Each such scoring provides valuable information about the hidden ratings--so valuable, in fact, that under certain circumstances it could be used to game the system. The teams were therefore scored once a day, at most. But to help teams estimate how well they might do, Netflix also provided them each with a small representative data set and the score Cinematch had been able to attain for it. Contestants could use that set to test their systems as often as they wanted.

On 2 October 2006, Netflix launched the competition, and within days thousands of teams from hundreds of countries signed up. Within weeks the Netflix Prize Web site was getting hundreds of submissions per day. An online forum was created so that participants could share ideas and techniques, even code. Even more gratifying to Netflix, within months a handful of teams did several percent better than Cinematch. The question then was how much the accuracy would improve in the first year.

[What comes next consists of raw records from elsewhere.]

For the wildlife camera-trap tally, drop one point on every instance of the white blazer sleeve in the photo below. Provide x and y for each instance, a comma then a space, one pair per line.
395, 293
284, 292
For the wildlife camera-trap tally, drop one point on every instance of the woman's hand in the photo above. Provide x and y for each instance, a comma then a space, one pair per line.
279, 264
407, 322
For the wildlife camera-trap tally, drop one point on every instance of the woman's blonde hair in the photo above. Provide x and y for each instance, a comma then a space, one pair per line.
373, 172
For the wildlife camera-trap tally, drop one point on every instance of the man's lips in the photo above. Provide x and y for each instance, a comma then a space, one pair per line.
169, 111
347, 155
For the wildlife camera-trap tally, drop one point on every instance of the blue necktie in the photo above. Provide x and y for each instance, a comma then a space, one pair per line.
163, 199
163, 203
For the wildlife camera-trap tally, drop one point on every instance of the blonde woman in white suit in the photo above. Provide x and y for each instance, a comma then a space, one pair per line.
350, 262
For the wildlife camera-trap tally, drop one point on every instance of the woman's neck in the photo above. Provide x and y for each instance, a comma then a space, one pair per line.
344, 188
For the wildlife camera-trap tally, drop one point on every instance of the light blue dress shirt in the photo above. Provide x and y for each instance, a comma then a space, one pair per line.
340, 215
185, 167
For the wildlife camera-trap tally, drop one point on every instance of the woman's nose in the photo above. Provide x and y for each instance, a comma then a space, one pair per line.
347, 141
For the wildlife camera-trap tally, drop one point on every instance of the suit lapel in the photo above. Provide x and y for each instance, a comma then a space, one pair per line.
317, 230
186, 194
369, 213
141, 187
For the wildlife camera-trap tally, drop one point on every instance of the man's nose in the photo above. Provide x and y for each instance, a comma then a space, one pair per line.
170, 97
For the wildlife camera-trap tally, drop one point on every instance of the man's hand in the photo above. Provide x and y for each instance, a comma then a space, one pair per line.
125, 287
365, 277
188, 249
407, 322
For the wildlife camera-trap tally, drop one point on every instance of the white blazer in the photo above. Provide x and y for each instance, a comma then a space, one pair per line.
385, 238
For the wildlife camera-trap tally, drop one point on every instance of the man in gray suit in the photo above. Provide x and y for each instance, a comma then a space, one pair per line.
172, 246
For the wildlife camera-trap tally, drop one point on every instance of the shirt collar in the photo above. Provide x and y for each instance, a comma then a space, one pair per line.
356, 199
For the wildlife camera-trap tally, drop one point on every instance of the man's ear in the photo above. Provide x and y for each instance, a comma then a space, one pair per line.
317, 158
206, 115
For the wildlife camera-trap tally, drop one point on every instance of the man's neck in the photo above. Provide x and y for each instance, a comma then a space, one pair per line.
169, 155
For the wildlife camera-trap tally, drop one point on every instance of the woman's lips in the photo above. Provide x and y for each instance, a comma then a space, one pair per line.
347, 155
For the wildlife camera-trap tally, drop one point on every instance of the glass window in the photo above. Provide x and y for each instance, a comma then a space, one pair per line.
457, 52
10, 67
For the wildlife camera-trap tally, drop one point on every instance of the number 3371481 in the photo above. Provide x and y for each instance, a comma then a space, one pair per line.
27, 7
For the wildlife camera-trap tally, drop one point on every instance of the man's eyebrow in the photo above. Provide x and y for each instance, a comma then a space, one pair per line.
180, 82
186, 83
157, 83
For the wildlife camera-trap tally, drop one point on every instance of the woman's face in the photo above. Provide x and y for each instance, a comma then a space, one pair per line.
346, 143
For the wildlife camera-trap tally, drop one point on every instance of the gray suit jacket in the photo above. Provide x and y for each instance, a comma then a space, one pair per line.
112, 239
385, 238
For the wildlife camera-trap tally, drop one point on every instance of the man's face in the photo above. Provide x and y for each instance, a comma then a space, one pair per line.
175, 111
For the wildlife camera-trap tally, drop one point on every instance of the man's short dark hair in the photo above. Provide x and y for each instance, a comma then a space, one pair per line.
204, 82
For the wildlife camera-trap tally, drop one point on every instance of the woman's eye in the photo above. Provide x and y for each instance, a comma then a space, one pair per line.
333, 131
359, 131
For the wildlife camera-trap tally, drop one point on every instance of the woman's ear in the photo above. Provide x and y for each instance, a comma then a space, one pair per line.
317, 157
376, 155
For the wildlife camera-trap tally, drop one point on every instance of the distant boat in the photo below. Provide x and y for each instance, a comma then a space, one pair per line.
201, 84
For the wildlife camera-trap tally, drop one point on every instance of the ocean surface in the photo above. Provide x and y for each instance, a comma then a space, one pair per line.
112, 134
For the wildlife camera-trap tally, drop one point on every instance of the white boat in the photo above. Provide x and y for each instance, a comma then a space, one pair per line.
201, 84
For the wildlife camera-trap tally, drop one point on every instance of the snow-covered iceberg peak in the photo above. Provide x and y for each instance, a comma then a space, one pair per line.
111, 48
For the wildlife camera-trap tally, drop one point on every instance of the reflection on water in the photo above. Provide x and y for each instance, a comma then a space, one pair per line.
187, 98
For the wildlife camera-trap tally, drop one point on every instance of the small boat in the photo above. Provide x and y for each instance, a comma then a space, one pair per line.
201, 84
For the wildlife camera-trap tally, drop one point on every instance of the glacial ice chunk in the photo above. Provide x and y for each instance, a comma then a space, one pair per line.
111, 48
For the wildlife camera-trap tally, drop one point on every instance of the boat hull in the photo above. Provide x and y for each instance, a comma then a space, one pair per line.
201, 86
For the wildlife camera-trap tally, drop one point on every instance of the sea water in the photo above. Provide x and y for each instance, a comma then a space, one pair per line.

Like most of the other top competitors, the three of us at AT&T Labs consulted the rich body of research on ways of solving problems in this domain, known as collaborative filtering.

One of the main areas of collaborative filtering we exploited is the nearest-neighbor approach. A movie’s ”neighbors” in this context are other movies that tend to be scored most similarly when rated by the same viewer [see illustration, ”The Neighborhood Model”]. For example, consider Saving Private Ryan (1998), a war movie directed by Steven Spielberg and starring Tom Hanks. Its neighbors may include other war movies, movies directed by Spielberg, or movies starring Tom Hanks. To predict a particular viewer’s rating, we would look for the nearest neighbors to Saving Private Ryan that the viewer had already seen and rated. For some viewers, it may be easy to find a full allotment of close neighbors; for many others, we may discover only a handful of neighboring movies. Our version of the nearest-neighbor approach predicted ratings using a weighted average of the viewer’s previous ratings on up to 50 neighboring movies. (We have since developed a way to use all past ratings, allowing an unlimited number of neighbors.)

A second area of collaborative-filtering research we pursued involves what are known as latent-factor models. These score both a given movie and a given viewer according to a set of factors, themselves inferred from patterns in the ratings given to all the movies by all the viewers [see illustration, ”The Latent-Factor Approach”]. Factors for movies may measure comedy versus drama, action versus romance, and orientation to children versus orientation to adults. Because the factors are determined automatically by algorithms, they may correspond to hard-to-describe concepts such as quirkiness, or they may not be interpretable by humans at all. Factors for viewers measure how much the viewer likes movies that score highly on the corresponding movie factor. Thus, a movie may be classified a comedy, and a viewer may be classified as a comedy lover.

The model may use 20 to 40 such factors to locate each movie and viewer in a multidimensional space. It then predicts a viewer’s rating of a movie according to the movie’s score on the dimensions that person cares about most. We can put these judgments in quantitative terms by taking the dot (or scalar) product of the locations of the viewer and the movie.